Speaking of losses, the Internal Revenue Service has a long history of battling taxpayers over the issue of Hobby Losses. Taxpayers in the horse racing industry usually spend an enormous amount of money funding their endeavors each year. Of course, many of these taxpayers are wealthy individuals who have other sources of income and do not mind the extra write-offs. But the IRS does mind and will pounce on the opportunity to challenge whether an activity is a bona fide business when they can. Many factors are used to determine whether an activity is a business or a hobby, but the overwhelming factor that waves a red flag, is losses, year after year! 

Taxpayers who repeatedly report losses, especially large numbers, should be aware of the likelihood that an audit may be on the horizon. There are nine factors that the IRS considers in determining whether a business might be a hobby, although not all factors need to be met. Keep in mind that the burden of proof is on the shoulders of the taxpayer to prove the business is not a hobby. Think guilty until proven innocent. Below are the nine factors, summarized by the IRS, per §1.183-2(b) of the Federal Tax Regulations:

  • Whether you carry on the activity in a businesslike manner and maintain complete and accurate books and records.
  • Whether the time and effort you put into the activity indicates you intend to make it profitable.
  • Whether you depend on income from the activity for your livelihood.
  • Whether your losses are due to circumstances beyond your control (or are normal in the startup phase of your type of business).
  • Whether you change your methods of operation in an attempt to improve profitability.
  • Whether you or your advisors have the knowledge needed to carry on the activity as a successful business.
  • Whether you were successful in making a profit in similar activities in the past.
  • Whether the activity makes a profit in some years and how much profit it makes.
  • Whether you can expect to make a future profit from the appreciation of the assets used in the activity.

199A and horse racing

One of the more popular, and complicated, tax laws that was birthed out of TCJA, is the 199A pass-through deduction. Although this provision is also set to sunset on December 31, 2025, a couple more years are still available to utilize this deduction. In general, the 199A deduction is equal to 20 percent of qualified business income from a pass-through trade or business. If the business is a hobby, as discussed in the preceding section, it is not a trade or business for purposes of the 199A deduction. The next consideration, after clearing the trade or business hurdle, is whether the business is a Specified Service Trade or Business (SSTB). The reason this matters is that if a business falls in the clutches of an SSTB, the 199A deduction could be limited or disallowed completely if the taxpayer’s income reaches above certain thresholds. An SSTB, for purposes of the 199A deduction, is defined as any trade or business involving the performance of services. The various fields listed in the definition include the field of Athletics. 
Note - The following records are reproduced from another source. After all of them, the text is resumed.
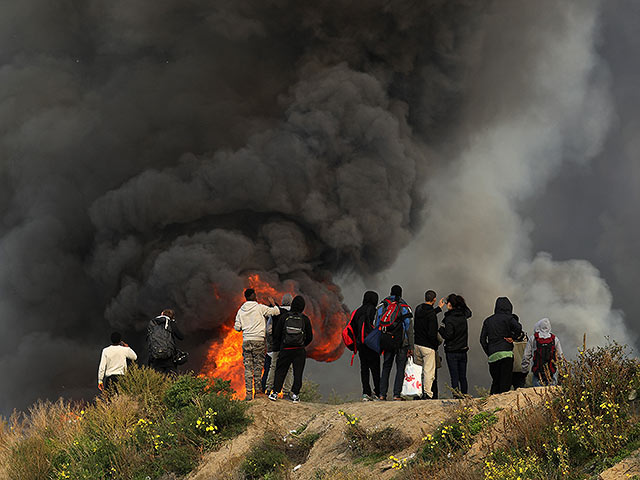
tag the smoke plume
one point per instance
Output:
(540, 102)
(155, 155)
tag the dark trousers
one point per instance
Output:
(457, 363)
(501, 371)
(369, 362)
(265, 372)
(434, 387)
(110, 383)
(400, 357)
(287, 357)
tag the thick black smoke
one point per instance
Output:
(153, 150)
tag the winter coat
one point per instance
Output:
(272, 345)
(278, 330)
(251, 320)
(171, 325)
(407, 319)
(543, 329)
(426, 326)
(502, 324)
(365, 315)
(455, 330)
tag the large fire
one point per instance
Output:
(224, 357)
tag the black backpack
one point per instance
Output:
(544, 357)
(392, 326)
(293, 330)
(160, 341)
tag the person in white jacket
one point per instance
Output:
(542, 353)
(251, 321)
(113, 362)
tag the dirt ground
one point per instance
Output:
(414, 418)
(627, 468)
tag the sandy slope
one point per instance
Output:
(415, 418)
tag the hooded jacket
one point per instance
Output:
(407, 319)
(502, 324)
(297, 306)
(171, 325)
(251, 320)
(426, 326)
(365, 316)
(455, 330)
(542, 328)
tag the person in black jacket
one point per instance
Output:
(455, 332)
(363, 320)
(426, 341)
(168, 320)
(496, 338)
(292, 334)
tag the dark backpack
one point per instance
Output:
(293, 330)
(160, 341)
(544, 357)
(391, 326)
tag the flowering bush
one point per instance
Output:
(455, 435)
(375, 444)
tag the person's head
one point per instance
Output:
(286, 299)
(430, 297)
(396, 291)
(370, 298)
(116, 338)
(297, 304)
(456, 302)
(503, 305)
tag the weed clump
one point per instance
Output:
(155, 424)
(372, 445)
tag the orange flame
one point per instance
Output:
(224, 356)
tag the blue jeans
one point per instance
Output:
(538, 383)
(457, 363)
(400, 356)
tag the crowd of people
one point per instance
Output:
(392, 331)
(275, 338)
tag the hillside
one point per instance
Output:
(331, 452)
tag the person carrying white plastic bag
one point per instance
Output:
(412, 385)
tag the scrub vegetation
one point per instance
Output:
(155, 425)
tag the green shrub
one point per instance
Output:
(455, 436)
(373, 445)
(155, 425)
(184, 391)
(147, 386)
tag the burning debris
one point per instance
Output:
(224, 355)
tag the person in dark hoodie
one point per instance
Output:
(455, 332)
(496, 338)
(363, 320)
(163, 330)
(426, 341)
(292, 334)
(401, 353)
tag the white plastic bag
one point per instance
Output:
(412, 384)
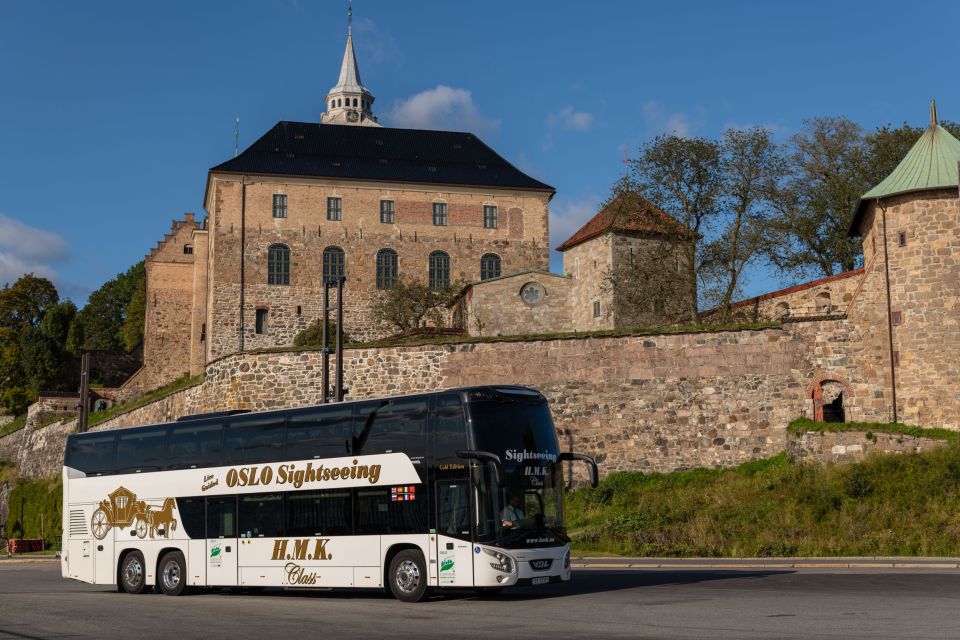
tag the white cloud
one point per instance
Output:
(25, 249)
(444, 108)
(568, 215)
(656, 118)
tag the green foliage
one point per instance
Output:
(39, 513)
(409, 303)
(886, 505)
(182, 383)
(805, 425)
(312, 336)
(100, 324)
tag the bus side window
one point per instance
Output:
(450, 432)
(261, 515)
(192, 517)
(319, 433)
(222, 517)
(398, 425)
(192, 446)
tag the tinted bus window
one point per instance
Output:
(319, 433)
(385, 426)
(190, 446)
(386, 510)
(261, 515)
(192, 512)
(253, 439)
(319, 513)
(450, 432)
(94, 454)
(222, 517)
(141, 450)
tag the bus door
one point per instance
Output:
(222, 548)
(452, 561)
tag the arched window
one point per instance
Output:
(386, 268)
(278, 264)
(489, 266)
(439, 271)
(333, 260)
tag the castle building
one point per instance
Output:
(308, 202)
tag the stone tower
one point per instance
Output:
(909, 306)
(349, 102)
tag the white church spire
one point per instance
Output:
(349, 102)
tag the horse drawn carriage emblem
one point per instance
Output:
(123, 509)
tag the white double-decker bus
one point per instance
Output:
(460, 488)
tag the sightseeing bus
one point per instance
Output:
(453, 489)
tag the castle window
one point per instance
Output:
(261, 324)
(279, 205)
(489, 266)
(386, 211)
(333, 263)
(334, 209)
(278, 264)
(440, 214)
(489, 216)
(386, 268)
(439, 270)
(822, 302)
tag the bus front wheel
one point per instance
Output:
(408, 576)
(133, 577)
(172, 576)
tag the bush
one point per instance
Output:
(312, 336)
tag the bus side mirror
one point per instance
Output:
(569, 456)
(491, 459)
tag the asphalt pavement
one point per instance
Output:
(606, 601)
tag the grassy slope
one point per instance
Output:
(886, 505)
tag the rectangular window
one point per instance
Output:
(279, 205)
(261, 515)
(319, 513)
(440, 214)
(489, 216)
(386, 211)
(261, 324)
(334, 209)
(222, 517)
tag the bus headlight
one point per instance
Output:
(503, 562)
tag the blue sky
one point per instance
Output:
(111, 113)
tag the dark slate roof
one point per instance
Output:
(378, 153)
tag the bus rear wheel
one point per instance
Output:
(408, 576)
(133, 577)
(172, 576)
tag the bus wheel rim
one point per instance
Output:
(171, 575)
(408, 576)
(133, 572)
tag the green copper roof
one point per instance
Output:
(930, 164)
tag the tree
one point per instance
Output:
(101, 321)
(683, 177)
(410, 303)
(752, 166)
(828, 175)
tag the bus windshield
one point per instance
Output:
(528, 509)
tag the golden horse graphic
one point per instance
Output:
(122, 509)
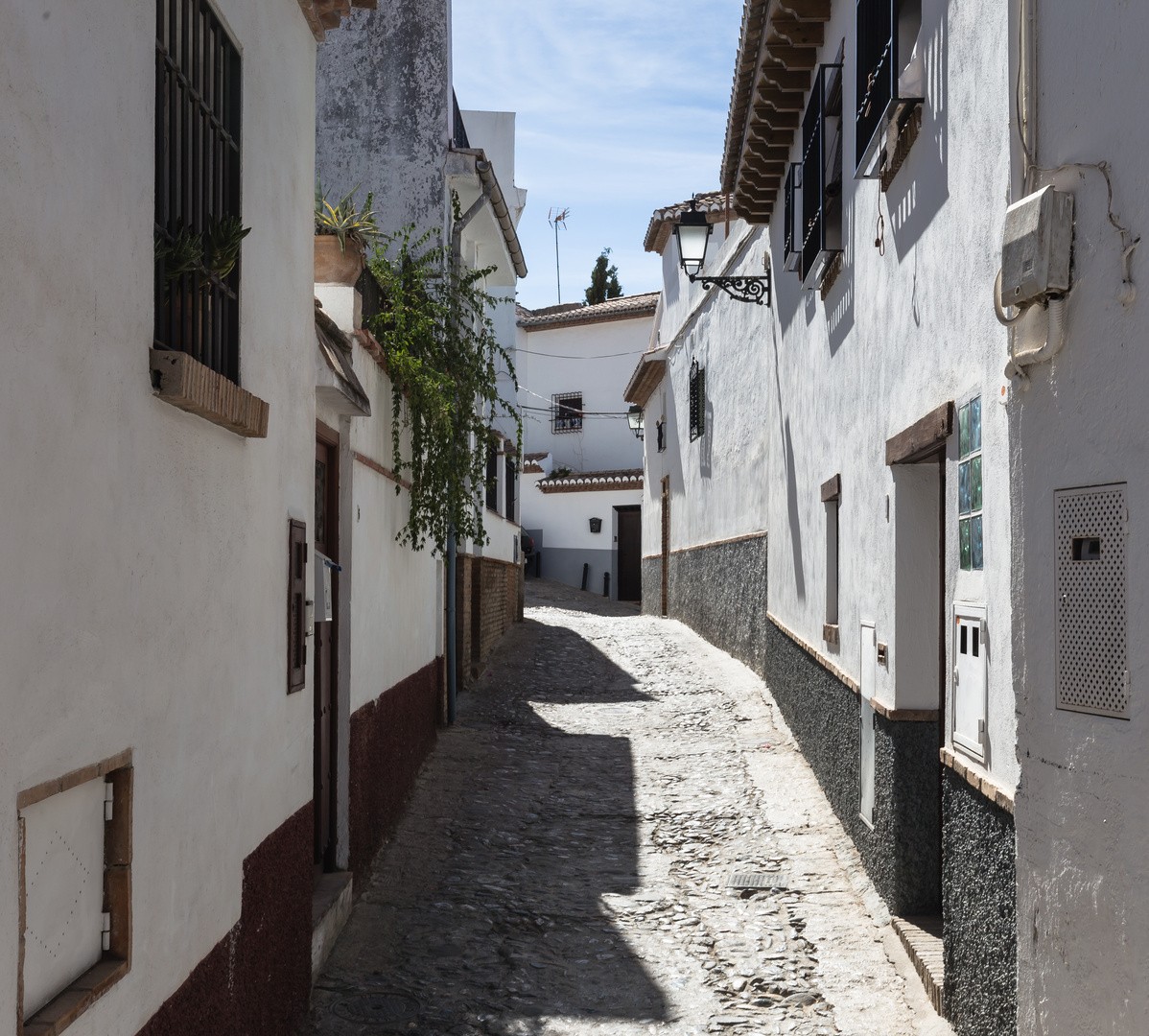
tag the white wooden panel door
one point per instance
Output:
(869, 678)
(63, 890)
(970, 678)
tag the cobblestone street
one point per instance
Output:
(617, 836)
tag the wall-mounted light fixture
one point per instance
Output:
(692, 231)
(636, 420)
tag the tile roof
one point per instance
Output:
(325, 13)
(777, 52)
(662, 222)
(582, 482)
(622, 308)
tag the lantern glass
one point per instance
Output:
(692, 232)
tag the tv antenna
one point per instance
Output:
(556, 219)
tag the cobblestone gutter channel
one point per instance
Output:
(570, 859)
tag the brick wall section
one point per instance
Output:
(488, 599)
(257, 977)
(389, 739)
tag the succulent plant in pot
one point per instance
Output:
(342, 234)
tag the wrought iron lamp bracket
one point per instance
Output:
(740, 289)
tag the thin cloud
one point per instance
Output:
(621, 110)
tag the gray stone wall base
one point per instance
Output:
(979, 912)
(719, 591)
(901, 853)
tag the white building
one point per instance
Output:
(156, 814)
(948, 541)
(582, 479)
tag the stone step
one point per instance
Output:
(922, 938)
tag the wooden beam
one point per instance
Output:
(924, 438)
(784, 100)
(806, 11)
(799, 34)
(772, 74)
(793, 59)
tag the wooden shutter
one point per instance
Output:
(296, 606)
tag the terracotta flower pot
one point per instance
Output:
(335, 267)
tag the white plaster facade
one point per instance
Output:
(146, 595)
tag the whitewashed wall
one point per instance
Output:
(719, 483)
(594, 360)
(146, 582)
(1083, 809)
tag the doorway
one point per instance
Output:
(630, 553)
(666, 543)
(326, 650)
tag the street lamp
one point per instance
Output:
(636, 420)
(692, 232)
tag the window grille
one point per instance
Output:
(197, 182)
(886, 34)
(697, 401)
(792, 228)
(822, 175)
(509, 469)
(971, 546)
(567, 413)
(493, 475)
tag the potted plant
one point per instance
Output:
(342, 233)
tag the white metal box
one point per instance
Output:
(1037, 245)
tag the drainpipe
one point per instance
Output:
(457, 261)
(452, 687)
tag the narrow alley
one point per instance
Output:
(617, 836)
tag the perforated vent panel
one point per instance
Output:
(1091, 662)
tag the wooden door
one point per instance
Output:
(630, 553)
(666, 542)
(326, 545)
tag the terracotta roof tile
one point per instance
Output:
(622, 308)
(662, 222)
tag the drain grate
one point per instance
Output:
(378, 1007)
(758, 880)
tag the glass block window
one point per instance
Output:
(969, 486)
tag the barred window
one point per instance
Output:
(197, 185)
(567, 412)
(697, 401)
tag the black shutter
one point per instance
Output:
(877, 70)
(296, 606)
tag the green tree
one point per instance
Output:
(603, 280)
(442, 356)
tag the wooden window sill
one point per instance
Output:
(181, 380)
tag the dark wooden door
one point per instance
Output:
(630, 553)
(326, 652)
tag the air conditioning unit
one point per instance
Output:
(1037, 247)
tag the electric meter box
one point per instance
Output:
(1037, 246)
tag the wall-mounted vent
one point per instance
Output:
(1092, 670)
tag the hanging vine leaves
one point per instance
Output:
(444, 357)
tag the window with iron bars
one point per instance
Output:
(822, 175)
(567, 412)
(197, 182)
(697, 401)
(493, 475)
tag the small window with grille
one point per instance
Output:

The performance of services in the field of athletics means the performance of services by individuals who participate in athletic competition such as athletes, coaches, and team managers in baseball, basketball…, track and field, billiards, and racing. Horse racing businesses, including jockeys, trainers, and managers may be subject to this limitation. There is still a huge amount of opportunity to maximize this deduction for business owners and those in the horse industry. Many planning considerations, including whether the business is properly classified as an SSTB, are available to benefit from this deduction.


Horse racing in the Commonwealth of Kentucky is a nostalgic occasion for its citizens and others from around the globe. Kentucky's long history of popular racing events solidifies its dominance in the horse industry. 

Although tax laws can be complex and are ever-changing, CPAs in the Bluegrass state are the experts to turn to for guidance. Now that the busy season is over for most, hopefully, CPAs can trade their beige outfits for an array of pastels, green visors for a fascinator, and florescent lighting for sunshine at the track.